Howland: You mentioned that media influence is exaggerated in dialect. Do you think pop culture has an influence? Wolfram: Pop culture has an influence on dialect, but it's sort of more like an overarching influence than it is a specific one. Actually, the fact of the matter is, when we say the media doesn't have an influence, media does have an influence in terms of ideologies and cultural things, but not necessarily in terms of specific language items. So, for example, one of the places the we've studied was Hyde County, North Carolina, which is very isolate, and the black population, the older people, sound very regional, so they identify with white. The younger blacks sound very urban black, even though they've lived in Hyde County all their lives, so where do they learn that language? Well, they obviously got some of that from watching media, representations of black culture, and so that's how they want to be. So media doesn't influence people in that you don't necessarily mimic people, but media does have an influence in overarching ideologies. Howland: Is that how people define themselves?
Howland: You mentioned dialect erosion that happens after three generations? How do you prevent that? Is there a way to prevent it? Wolfram: Not really. Howland: Is there a way to preserve it? Wolfram: Not really. One of the things that we've done on Ocracoke, every year, I go for a week with a couple of graduate students, and we teach the kids in the eighth grade, about their dialect, and they end up loving their dialect, and they're so proud of it. In the meantime, it erodes. We were hoping, though, since they were so proud of it, they would sort of retain it, but they don't. There are a few words that they've retained, that we've revived because we teach about them, but language happens because there are so many stronger influences. And the erosion happens. They're subject far more to economic and political associations. I'm very optimistic about changing attitudes. People were ashamed of the way they talked, they thought it was just stupid speech, and now they love their speech, but in terms of actually changing language, in terms of keeping language change from happening, you just can't. I'm not really optimistic about that. Howland: You always refer dialect back to culture. Can you talk about that a little bit?

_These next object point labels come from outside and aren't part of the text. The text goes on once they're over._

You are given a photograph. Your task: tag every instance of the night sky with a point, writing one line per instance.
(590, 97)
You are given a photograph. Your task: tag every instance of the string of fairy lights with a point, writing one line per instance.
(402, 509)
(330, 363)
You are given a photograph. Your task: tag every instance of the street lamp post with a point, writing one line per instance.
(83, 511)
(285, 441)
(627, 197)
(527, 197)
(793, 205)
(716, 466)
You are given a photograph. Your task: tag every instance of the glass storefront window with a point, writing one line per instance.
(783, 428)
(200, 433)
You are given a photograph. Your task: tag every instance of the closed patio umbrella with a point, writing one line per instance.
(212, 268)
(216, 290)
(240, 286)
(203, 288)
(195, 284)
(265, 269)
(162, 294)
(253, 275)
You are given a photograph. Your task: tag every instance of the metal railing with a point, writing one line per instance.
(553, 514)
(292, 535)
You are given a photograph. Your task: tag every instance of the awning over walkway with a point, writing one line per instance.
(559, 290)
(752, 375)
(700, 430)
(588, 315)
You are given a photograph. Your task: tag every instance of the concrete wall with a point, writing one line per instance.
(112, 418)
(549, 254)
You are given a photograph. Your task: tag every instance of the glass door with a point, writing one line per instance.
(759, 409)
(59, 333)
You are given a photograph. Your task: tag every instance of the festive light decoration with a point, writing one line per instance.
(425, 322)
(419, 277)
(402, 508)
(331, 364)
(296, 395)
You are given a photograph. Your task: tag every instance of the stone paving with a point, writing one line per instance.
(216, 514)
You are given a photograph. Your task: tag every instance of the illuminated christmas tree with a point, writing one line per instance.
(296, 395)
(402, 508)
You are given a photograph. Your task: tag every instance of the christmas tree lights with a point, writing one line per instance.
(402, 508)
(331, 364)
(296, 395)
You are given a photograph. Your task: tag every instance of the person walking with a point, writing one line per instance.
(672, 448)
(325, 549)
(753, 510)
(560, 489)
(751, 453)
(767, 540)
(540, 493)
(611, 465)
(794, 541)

Howland: Is the Cajun dialect in New Orleans dying out at all? Wolfram: Well, it is dying out, but there's a revitalization movement, so actually some of the younger speakers who are really into Cajun culture are trying to revitatlize it. Old people had it, middle-aged people don't have it, and now some younger speakers are re-acquiring it. Howland: What accounts for this preservation versus what's happening on the Outer Banks? Wolfram: Well, a lot of Cajuns are still in their own communities, in the same parishes, where people in Ocracoke, I mean, only 350 central islanders, and then during the summer they get 4 to 6,000 tourists every day, and a lot of the central islanders are on their second marriage and they've married people from off-island. That's interesting. It never works the other way around.
You know my parents have an eighth grade education, so they never understand what I do for a living. Oh, I do research. Why? Why would anybody pay you to do that? You know, they couldn't understand it. So I had to sort of transcend that -- my research means more than just my academic career. So that's why really, that's why we do the documentaries and the exhibits and education for kids. That's important to me.